Une fois la saison des poulinages terminée, en juin, la vie continue dans les haras. Cléa Jehanne poursuit : « Je suis prestataire de services en free-lance. Une fois que j’ai fini les nuits, je reprends de jour dans les haras avec les soins des poulinières et de leurs poulains. Il y a aussi toute la préparation pour les ventes qui reprennent en juillet. » De son côté, Chloé Leseine voudrait monter les échelons : « Ça fait cinq ans que je travaille dans les chevaux. Je connais les yearlings mais il me manquait des connaissances sur le poulinage. Si je veux aspirer à être responsable, je pense que c’est important d’avoir la main sur tous les aspects du métier Je pense qu’une saison de veilleuse était la meilleure manière pour commencer car 90 % des poulinages se font la nuit. »  

Des souvenirs heureux…

La tête emplie de souvenirs, Cléa Jehanne détaille : « Il y avait une maiden que j’aimais beaucoup, elle était assez stressée. Elle ne comprenait pas vraiment que le poulain se préparait à arriver. Je me suis assise dans un coin du box et elle est venue poser sa tête dans mes bras un long moment ! Elle a pouliné quelques heures après, et de temps en temps, elle cherchait ma présence comme si je devais lui montrer comment s’occuper de son bébé. C’était beaucoup d’émotion pour moi, d’autant plus que j’ai passé son poulain aux ventes Arqana un an après.

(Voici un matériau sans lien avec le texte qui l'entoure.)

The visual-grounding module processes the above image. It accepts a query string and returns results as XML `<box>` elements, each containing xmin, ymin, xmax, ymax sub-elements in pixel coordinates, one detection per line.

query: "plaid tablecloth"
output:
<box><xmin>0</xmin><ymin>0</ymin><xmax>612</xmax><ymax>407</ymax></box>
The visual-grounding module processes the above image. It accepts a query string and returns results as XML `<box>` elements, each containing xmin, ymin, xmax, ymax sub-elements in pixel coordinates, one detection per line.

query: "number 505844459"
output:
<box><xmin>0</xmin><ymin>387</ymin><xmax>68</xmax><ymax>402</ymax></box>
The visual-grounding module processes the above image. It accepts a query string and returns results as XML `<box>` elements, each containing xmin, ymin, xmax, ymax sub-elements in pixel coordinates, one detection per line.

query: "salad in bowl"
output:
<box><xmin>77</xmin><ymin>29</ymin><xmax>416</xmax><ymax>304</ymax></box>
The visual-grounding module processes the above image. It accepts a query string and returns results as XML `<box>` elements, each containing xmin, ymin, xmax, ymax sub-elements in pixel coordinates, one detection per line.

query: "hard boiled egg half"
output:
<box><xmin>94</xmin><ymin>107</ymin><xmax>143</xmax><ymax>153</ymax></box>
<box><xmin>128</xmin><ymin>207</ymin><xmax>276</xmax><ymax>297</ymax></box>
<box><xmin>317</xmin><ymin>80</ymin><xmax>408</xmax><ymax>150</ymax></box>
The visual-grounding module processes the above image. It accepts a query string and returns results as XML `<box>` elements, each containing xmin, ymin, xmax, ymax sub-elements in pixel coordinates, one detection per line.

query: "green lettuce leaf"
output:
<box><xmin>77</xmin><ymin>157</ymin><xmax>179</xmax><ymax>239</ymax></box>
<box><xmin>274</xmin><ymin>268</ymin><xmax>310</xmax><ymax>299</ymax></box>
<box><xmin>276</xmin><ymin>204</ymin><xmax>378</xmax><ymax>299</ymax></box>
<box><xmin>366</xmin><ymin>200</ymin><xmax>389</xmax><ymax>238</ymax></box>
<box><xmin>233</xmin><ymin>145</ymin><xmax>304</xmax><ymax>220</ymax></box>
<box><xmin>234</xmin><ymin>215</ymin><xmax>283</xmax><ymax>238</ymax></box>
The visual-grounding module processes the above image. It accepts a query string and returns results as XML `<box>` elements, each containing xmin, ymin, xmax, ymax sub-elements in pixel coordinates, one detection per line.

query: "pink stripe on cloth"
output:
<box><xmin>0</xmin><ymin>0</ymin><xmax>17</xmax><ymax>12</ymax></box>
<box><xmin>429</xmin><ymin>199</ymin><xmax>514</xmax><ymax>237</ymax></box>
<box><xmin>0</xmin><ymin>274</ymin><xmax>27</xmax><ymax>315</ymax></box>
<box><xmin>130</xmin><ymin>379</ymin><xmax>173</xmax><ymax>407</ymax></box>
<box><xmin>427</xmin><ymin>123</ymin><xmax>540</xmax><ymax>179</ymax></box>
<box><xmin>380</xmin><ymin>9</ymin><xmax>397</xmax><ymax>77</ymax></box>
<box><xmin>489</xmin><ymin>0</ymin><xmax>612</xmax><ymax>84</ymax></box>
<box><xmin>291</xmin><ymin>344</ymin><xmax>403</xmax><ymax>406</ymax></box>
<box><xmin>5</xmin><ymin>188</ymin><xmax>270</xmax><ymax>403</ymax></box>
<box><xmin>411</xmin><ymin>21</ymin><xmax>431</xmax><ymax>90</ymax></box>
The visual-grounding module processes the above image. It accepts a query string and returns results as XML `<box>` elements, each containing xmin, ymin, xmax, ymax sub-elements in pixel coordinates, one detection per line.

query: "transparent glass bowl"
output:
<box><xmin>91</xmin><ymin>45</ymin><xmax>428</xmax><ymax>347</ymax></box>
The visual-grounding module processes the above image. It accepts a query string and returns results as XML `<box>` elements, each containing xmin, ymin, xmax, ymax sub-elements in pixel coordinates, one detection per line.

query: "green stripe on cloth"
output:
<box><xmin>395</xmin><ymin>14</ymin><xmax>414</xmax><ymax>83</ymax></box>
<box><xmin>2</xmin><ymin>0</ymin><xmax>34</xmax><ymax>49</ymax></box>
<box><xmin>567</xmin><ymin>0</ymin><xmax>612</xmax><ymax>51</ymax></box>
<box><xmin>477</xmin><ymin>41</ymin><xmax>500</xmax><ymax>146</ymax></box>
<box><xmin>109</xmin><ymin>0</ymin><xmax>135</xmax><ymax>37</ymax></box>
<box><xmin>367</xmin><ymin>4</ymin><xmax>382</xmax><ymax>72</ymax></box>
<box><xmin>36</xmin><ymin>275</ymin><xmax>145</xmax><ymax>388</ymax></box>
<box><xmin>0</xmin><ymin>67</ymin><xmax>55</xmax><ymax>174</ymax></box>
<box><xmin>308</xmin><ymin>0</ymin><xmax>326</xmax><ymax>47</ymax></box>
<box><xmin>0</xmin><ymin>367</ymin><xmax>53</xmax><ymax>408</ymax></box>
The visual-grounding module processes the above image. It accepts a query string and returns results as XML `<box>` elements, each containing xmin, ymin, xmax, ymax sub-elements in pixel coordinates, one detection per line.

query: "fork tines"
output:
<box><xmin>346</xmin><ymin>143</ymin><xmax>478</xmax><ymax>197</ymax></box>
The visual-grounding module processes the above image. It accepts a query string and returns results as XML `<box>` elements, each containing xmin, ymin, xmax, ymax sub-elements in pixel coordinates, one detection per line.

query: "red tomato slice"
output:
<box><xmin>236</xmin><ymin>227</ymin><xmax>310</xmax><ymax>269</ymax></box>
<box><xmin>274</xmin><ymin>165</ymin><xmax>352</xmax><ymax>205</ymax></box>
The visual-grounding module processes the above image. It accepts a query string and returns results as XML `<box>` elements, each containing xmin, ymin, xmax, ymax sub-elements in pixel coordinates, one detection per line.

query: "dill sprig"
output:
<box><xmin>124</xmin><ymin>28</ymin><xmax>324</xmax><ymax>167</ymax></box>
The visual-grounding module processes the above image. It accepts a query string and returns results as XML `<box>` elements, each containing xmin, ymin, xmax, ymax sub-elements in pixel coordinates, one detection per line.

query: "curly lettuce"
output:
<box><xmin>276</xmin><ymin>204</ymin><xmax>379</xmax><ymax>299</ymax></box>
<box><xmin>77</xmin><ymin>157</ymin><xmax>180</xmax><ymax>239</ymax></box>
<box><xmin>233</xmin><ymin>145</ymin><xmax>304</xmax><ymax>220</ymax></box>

… d’autres plus difficiles

Les poulinages ne se passent pas toujours comme prévu et la vie se montre parfois cruelle. Chloé Leseine raconte : « J’ai un souvenir assez dur. Une fois, nous avons perdu un poulain. Nous avions tout donné pour le sauver mais il était trop tard. Il était mal placé au moment du poulinage et nous avons mis trop de temps pour le sortir. La jument a dû faire son deuil et c’était assez compliqué à voir. Nous lui avions laissé le poulain dans le box et elle continuait à le lécher. C’est triste à voir mais cela fait partie du métier… »

Un apprentissage empirique

Les veilleurs de nuit apprennent en pratiquant, comme nous l’explique Cléa Jehanne : « Il n’y a pas d’école, même s’il doit sûrement y avoir des cursus pour en apprendre plus autour du poulinage. Mais faire naître un poulain, cela ne s’apprend pas dans un livre. Chaque poulinage est unique. » Chloé Leseine précise : « Lorsque l’on a la chance d’avoir une responsable qui veut bien transmettre son savoir, c’est génial. Quand on a le « feeling chevaux », on voit bien le changement de comportement des juments. »

Que diriez-vous à un jeune qui veut se lancer ?

Pour travailler avec les chevaux, il faut aimer les animaux et être passionné. Les deux jeunes femmes nous le confirment. Chloé Leseine explique : « Il ne faut pas avoir peur de se lancer, ni de se tromper. Même si on n‘est pas sûr de soi, si on aime les chevaux, ça vient tout seul. Il faut se faire confiance et oser. Il faut sortir de son confort pour évoluer. La passion reste le maître mot. Le monde des chevaux en général forge le caractère. La principale qualité de veilleur, c’est le sang froid ! Rien ne sert de paniquer quand tout ne se passe pas comme prévu. Le tout est d’essayer de rester concentré et efficace, revenir aux bases et suivre son instinct. » Cléa Jehanne conclut : « À une personne qui hésite à prendre ce type de poste, je lui dirais de foncer ! Si elle est motivée et persévérante, elle peut y arriver. La base de tout, c’est d’aimer les chevaux. Il n’y a pas de secret à part la passion. »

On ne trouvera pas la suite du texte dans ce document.